Positive body image is more than just appearance

Positive body image is more than just appearance

By Margaret Rogers

Experts are saying that self-worth needs to go further than just appearance.  A new study shows that young women who have a high level of family support and a limited pressure to achieve the ‘thin is beautiful’ ideal have a much more positive body image.

The study looked at five factors that might help young women to feel more positive about their bodies.  This is an age where there is, particularly in Western culture, a high level of discontent with appearance among both men and women which, in turn, can become a risk factor for eating disorders.

The research was conducted by Dr Shannon Snapp of the University of Arizona and her colleagues.  It is published online in Springer’s journal ‘Sex Roles’.  In a bid to help women at risk of eating disorders, Snapp and her fellow researchers looked at factors that make women more resilient about their body image. 

Their work focussed on young women of college age who are commonly experience self-consciousness as they compare themselves to their peers.  This is a time in a young woman’s life when she will become involved in social groups and organisations that may put a high value on the way they look.

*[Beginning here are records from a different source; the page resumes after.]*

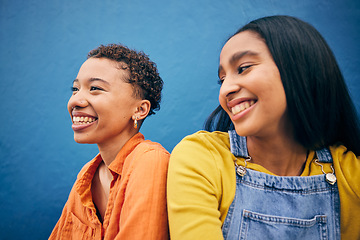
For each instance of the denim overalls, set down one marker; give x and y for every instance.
(275, 207)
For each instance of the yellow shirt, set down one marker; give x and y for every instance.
(201, 186)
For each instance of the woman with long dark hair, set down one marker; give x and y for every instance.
(280, 159)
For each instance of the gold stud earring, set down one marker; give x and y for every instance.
(135, 123)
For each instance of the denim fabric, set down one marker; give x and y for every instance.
(277, 207)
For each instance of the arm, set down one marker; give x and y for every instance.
(194, 192)
(144, 214)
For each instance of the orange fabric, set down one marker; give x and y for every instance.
(137, 201)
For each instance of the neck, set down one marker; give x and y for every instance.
(109, 150)
(281, 156)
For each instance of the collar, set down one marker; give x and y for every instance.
(117, 165)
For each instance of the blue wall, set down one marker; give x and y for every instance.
(43, 43)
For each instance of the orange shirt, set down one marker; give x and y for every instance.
(137, 201)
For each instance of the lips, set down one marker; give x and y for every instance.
(238, 108)
(82, 120)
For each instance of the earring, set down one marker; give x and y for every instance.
(135, 122)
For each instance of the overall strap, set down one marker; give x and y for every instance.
(238, 148)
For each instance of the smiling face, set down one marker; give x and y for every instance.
(102, 104)
(251, 93)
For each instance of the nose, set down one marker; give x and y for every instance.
(77, 100)
(229, 87)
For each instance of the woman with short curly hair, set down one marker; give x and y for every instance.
(120, 194)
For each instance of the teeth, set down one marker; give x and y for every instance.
(242, 106)
(83, 120)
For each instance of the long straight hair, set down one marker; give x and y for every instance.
(319, 105)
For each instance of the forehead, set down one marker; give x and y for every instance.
(101, 68)
(241, 42)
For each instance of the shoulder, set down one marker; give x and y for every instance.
(347, 168)
(148, 152)
(341, 154)
(207, 152)
(203, 140)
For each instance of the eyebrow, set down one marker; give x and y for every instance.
(93, 80)
(238, 55)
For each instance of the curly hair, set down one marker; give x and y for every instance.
(143, 74)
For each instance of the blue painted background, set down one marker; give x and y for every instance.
(43, 43)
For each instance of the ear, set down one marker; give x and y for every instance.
(143, 109)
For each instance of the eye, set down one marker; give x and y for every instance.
(74, 89)
(243, 68)
(93, 88)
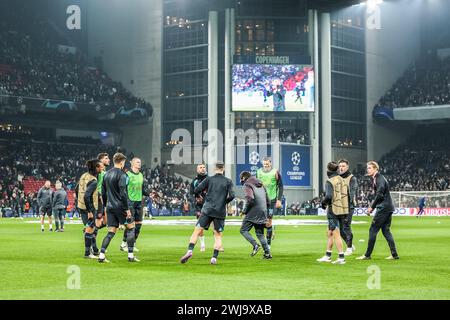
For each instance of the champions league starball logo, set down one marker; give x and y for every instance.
(253, 158)
(295, 158)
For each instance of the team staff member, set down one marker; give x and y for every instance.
(255, 210)
(337, 202)
(383, 216)
(200, 198)
(271, 180)
(114, 195)
(220, 193)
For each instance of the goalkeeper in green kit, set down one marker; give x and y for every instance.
(271, 179)
(136, 189)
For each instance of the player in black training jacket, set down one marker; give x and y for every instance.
(200, 198)
(220, 193)
(115, 196)
(383, 216)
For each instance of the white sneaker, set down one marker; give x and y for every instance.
(325, 258)
(348, 252)
(339, 261)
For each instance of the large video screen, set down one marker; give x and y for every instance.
(271, 87)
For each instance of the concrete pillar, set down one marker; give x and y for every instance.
(313, 45)
(213, 91)
(325, 87)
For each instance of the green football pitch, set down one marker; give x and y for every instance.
(35, 265)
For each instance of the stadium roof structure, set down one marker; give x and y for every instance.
(330, 5)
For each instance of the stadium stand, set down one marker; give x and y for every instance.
(31, 65)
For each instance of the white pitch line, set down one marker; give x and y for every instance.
(185, 222)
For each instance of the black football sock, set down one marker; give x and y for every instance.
(130, 240)
(87, 243)
(107, 240)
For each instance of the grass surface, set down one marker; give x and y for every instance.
(34, 265)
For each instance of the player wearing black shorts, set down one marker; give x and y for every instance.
(115, 196)
(87, 203)
(136, 189)
(44, 199)
(220, 193)
(100, 219)
(383, 217)
(255, 209)
(199, 199)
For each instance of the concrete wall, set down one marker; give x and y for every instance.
(389, 52)
(128, 37)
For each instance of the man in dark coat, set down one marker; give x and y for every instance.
(255, 210)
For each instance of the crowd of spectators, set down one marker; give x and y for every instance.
(65, 162)
(425, 82)
(31, 65)
(167, 191)
(284, 135)
(422, 163)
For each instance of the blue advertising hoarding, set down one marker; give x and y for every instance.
(249, 158)
(295, 165)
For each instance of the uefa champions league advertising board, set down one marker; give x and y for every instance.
(295, 165)
(250, 157)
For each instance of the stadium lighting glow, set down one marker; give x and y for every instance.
(371, 3)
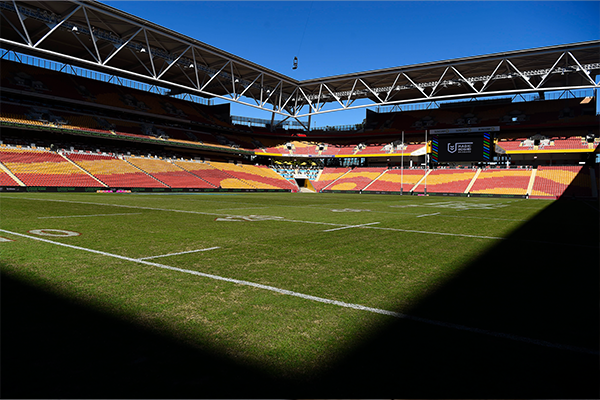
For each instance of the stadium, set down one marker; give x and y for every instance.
(155, 245)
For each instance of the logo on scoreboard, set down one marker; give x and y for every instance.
(460, 147)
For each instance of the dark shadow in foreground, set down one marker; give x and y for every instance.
(53, 347)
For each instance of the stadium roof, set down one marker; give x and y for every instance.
(99, 37)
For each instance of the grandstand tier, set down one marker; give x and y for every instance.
(114, 172)
(502, 181)
(43, 168)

The researchers focussed on the completed questionnaires from 301 first-year college women.  The questionnaire was based on the Choate theoretical model which hypothesizes that family support and low levels of pressure to gain the ‘thin’ ideal are related to the rejection of the ‘superwoman’ ideal, positive views of physical competence and effective stress-busting strategies.  The researchers uphold that all of these factors are associated with wellbeing, which is linked to positive body image in women. 

The researchers found that young women who have a high level of family support and a low level of perceived pressure from family and friends regarding the importance of achieving a ‘thin and beautiful’ ideal, had a more positive body image. These same women were found to be armed with skills to deal with stress, had a positive physical body image and rejected the superwoman ideal.

The researchers recommend that prevention programmes should be aimed at young women at risk of developing eating disorders.  Measures that these programmes should adopt include helping women to evaluate and become comfortable with the many of contradictory expectations put upon them in modern society.  They could be taught how to use effective coping skills, foster a positive view of their physical appearance through health and exercise to promote holistic balance and wellbeing.

‘It is particularly important for women to develop a sense of self-worth that is not solely based on appearance, and to build resilience to pressure they may receive from family, friends and the media,’ the authors conclude.